Based on this model, we have assembled a team of Stanford University faculty members with expertise in gastrointestinal cancers, immunotherapy, radiation oncology, and bone marrow transplantation in the Departments of Medicine and Pathology to translate the preclinical findings into a Phase I safety and feasibility clinical study for the treatment of 10 patients with metastatic colorectal cancer. Resected tumor cells will be irradiated and mixed with CpG to create a vaccine. Patients will receive subcutaneous vaccination at weeks 1 and 2 after resection. Six weeks later, immune T cells and then G-CSF "mobilized" purified blood progenitor cells will be harvested from the blood and cryopreserved. If needed patients will receive chemotherapy for tumor reduction. When disease is controlled off chemotherapy, patients will receive a conditioning regimen of fludarabine (30mg/m2 daily x 3 days) followed by intensive fractionated total body irradiation. The dose of fTBI will be escalated using a 3+3 design to ensure safety and will range from 400 to 800 gray. The patient will then undergo hematopoietic and immune cell rescue. They will undergo a third vaccination within 7-14 days after transplant. Thereafter, serial monitoring of tumor burden will continue.
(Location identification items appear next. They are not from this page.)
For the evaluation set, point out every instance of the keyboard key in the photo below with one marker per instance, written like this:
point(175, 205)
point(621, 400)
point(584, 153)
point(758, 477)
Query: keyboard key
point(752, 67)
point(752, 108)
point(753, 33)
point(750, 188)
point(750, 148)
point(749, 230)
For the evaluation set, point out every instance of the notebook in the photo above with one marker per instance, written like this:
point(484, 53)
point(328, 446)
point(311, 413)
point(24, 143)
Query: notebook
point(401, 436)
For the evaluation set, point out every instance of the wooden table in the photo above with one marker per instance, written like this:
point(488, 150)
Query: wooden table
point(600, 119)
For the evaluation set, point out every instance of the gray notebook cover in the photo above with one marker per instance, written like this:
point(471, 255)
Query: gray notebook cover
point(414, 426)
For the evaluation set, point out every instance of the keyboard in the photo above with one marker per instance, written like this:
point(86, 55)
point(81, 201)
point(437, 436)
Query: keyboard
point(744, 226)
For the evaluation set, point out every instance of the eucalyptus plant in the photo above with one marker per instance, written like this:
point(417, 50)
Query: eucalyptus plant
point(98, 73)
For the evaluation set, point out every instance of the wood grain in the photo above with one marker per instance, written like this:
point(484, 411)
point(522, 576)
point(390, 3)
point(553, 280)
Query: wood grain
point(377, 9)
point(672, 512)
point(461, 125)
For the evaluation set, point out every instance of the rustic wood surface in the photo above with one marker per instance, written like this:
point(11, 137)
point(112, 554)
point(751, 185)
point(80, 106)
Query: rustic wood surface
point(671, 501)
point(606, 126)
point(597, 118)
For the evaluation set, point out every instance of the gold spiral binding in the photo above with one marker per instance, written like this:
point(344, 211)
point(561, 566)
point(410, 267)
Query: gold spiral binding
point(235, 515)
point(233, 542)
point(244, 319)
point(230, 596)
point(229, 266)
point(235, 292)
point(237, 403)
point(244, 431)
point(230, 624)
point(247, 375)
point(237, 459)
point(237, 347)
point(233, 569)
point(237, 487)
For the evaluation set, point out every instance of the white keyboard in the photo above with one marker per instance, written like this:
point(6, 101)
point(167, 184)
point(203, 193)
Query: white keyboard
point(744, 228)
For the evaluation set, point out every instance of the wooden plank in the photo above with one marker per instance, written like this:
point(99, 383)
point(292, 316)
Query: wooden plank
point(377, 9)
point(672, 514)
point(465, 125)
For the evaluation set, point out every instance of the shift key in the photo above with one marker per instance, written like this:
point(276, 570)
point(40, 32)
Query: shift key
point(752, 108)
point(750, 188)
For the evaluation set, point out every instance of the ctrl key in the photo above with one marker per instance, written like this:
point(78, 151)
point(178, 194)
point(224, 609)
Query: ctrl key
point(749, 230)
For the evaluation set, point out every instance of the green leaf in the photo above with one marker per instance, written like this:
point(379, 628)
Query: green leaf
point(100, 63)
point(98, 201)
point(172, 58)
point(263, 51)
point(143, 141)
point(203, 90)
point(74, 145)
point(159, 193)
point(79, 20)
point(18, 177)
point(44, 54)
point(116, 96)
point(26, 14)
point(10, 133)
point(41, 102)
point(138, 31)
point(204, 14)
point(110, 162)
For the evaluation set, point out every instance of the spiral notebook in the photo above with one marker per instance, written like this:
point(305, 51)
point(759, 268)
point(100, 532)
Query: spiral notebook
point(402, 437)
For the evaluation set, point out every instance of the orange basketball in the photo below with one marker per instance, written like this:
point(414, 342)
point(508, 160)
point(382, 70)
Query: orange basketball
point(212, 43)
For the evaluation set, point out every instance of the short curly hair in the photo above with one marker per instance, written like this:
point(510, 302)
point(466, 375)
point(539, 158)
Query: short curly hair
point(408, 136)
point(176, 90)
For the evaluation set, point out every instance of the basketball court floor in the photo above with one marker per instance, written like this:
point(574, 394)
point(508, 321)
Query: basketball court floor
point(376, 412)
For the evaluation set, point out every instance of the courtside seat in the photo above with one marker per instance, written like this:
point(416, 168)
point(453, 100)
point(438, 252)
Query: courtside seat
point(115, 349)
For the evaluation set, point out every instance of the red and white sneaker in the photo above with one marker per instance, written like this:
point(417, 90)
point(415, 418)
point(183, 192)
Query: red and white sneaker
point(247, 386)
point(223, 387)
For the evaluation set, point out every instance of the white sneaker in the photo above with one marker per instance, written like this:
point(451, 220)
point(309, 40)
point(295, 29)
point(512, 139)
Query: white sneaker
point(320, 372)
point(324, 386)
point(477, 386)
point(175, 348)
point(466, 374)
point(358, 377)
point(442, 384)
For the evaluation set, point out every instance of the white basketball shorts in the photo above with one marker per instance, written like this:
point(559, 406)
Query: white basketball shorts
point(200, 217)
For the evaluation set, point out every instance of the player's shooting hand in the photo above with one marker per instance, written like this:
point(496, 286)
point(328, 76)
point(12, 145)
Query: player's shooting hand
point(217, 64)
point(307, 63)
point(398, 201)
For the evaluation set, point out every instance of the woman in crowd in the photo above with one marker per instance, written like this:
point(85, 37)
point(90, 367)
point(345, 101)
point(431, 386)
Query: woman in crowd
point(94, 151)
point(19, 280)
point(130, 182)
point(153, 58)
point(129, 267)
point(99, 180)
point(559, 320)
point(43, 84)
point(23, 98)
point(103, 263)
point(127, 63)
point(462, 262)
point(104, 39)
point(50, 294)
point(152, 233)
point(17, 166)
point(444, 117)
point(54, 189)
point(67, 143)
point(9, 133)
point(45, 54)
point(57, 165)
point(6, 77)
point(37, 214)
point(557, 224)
Immune monitoring will occur before and after vaccination as well as after transplantation. Tests will include in vitro anti-tumor immune responses of T cells (proliferation, cytotoxicity, cytokine secretion etc.) to stimulation with whole tumor cells and tumor cell lysates pulsed on to antigen presenting cells, anti-tumor antibody responses, and immune reconstitution after transplantation.